Mars Rock: Curiosity Rover To Examine Pyramid-Shaped Boulder, NASA Says

Weird Rock To Get Close Look From Mars Rover

Curiosity's robotic arm is set to get its first workout. It's been tasked with examining a football-sized rock whose odd pyramidal shape caught the eyes of NASA scientists--and fueled the imagination of earthlings everywhere who are perhaps a tad too eager for the rover to find evidence of intelligent life on the Red Planet.

"The target rock looks like a miniature Great Pyramid of Giza, with one face artisans neglected to maintain," noted The Christian Science Monitor. "It is not something you would expect to see on the surface of Mars," wrote the Daily Mail.

Turns out there is a straightforward explanation for the rock. Project scientist John Grotzinger told The Independent that the pyramid rock shape is not uncommon on Mars. Wind erosion probably did the carving.

So the Jake Matijevic -- the name given to the rock, after a NASA engineer who died on Aug. 20 -- is probably just a rock.

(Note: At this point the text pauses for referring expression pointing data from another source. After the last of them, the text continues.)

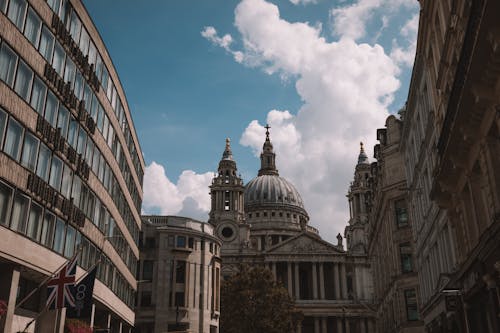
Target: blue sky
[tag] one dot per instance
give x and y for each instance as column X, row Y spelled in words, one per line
column 330, row 70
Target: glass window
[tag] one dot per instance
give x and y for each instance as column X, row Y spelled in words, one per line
column 401, row 213
column 30, row 151
column 69, row 71
column 66, row 181
column 19, row 212
column 47, row 234
column 56, row 173
column 23, row 80
column 8, row 60
column 46, row 44
column 3, row 120
column 51, row 108
column 59, row 57
column 69, row 247
column 17, row 10
column 42, row 168
column 5, row 201
column 62, row 120
column 32, row 28
column 411, row 304
column 59, row 236
column 35, row 222
column 13, row 139
column 38, row 95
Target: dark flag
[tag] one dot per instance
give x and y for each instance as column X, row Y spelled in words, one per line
column 82, row 293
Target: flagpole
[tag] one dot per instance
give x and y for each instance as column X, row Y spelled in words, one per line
column 46, row 280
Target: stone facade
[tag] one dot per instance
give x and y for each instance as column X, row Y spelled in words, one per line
column 450, row 145
column 70, row 165
column 179, row 276
column 265, row 223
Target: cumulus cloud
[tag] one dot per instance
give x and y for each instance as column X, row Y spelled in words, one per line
column 346, row 88
column 189, row 197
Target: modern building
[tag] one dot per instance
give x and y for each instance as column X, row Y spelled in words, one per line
column 71, row 166
column 265, row 223
column 379, row 192
column 179, row 276
column 450, row 145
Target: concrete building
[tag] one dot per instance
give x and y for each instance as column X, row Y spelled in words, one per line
column 179, row 276
column 380, row 189
column 71, row 167
column 265, row 223
column 451, row 146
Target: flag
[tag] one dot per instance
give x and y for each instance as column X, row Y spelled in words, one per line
column 59, row 288
column 82, row 294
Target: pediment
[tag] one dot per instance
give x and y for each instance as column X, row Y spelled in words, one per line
column 304, row 243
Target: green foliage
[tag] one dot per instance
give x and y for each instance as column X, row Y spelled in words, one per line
column 252, row 302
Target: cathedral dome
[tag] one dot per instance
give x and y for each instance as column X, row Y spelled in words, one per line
column 272, row 190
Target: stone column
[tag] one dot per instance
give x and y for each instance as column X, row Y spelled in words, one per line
column 315, row 280
column 321, row 281
column 343, row 279
column 297, row 285
column 336, row 278
column 340, row 328
column 10, row 283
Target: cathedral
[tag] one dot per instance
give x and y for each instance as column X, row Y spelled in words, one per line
column 265, row 222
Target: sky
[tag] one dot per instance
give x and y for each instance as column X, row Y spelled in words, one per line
column 324, row 74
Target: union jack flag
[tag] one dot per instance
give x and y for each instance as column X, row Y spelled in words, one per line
column 59, row 288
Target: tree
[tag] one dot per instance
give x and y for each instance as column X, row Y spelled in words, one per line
column 252, row 302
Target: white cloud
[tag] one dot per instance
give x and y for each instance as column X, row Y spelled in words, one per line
column 346, row 88
column 303, row 2
column 189, row 197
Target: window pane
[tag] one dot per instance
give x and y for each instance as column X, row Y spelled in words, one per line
column 66, row 182
column 69, row 247
column 8, row 60
column 35, row 222
column 13, row 139
column 32, row 28
column 55, row 173
column 46, row 44
column 19, row 212
column 47, row 235
column 38, row 95
column 30, row 151
column 59, row 236
column 51, row 108
column 42, row 168
column 23, row 80
column 17, row 9
column 5, row 201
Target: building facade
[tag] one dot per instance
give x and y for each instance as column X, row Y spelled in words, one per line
column 450, row 144
column 179, row 276
column 265, row 223
column 71, row 167
column 381, row 187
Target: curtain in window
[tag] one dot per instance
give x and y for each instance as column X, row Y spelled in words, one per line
column 32, row 28
column 19, row 213
column 30, row 151
column 23, row 80
column 13, row 139
column 17, row 8
column 8, row 61
column 46, row 44
column 38, row 95
column 5, row 197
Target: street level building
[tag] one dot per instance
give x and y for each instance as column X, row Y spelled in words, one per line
column 71, row 167
column 451, row 150
column 265, row 223
column 179, row 276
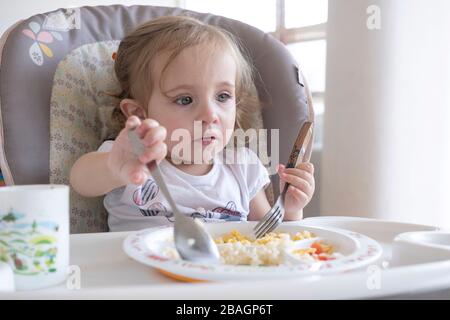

"Our general consensus view is that these are pieces of impact ejecta from an impact somewhere else, maybe outside of Gale Crater [where the rover landed], that throws a rock on to the plains, and it just goes on to sit here for a long period of time," he said to The Independent. "It weathers more slowly than the stuff that's around it. So, that means it's probably a harder rock."

Curiosity's arm sports a spectrometer for reading a target's chemical composition and a lens for close-up imaging.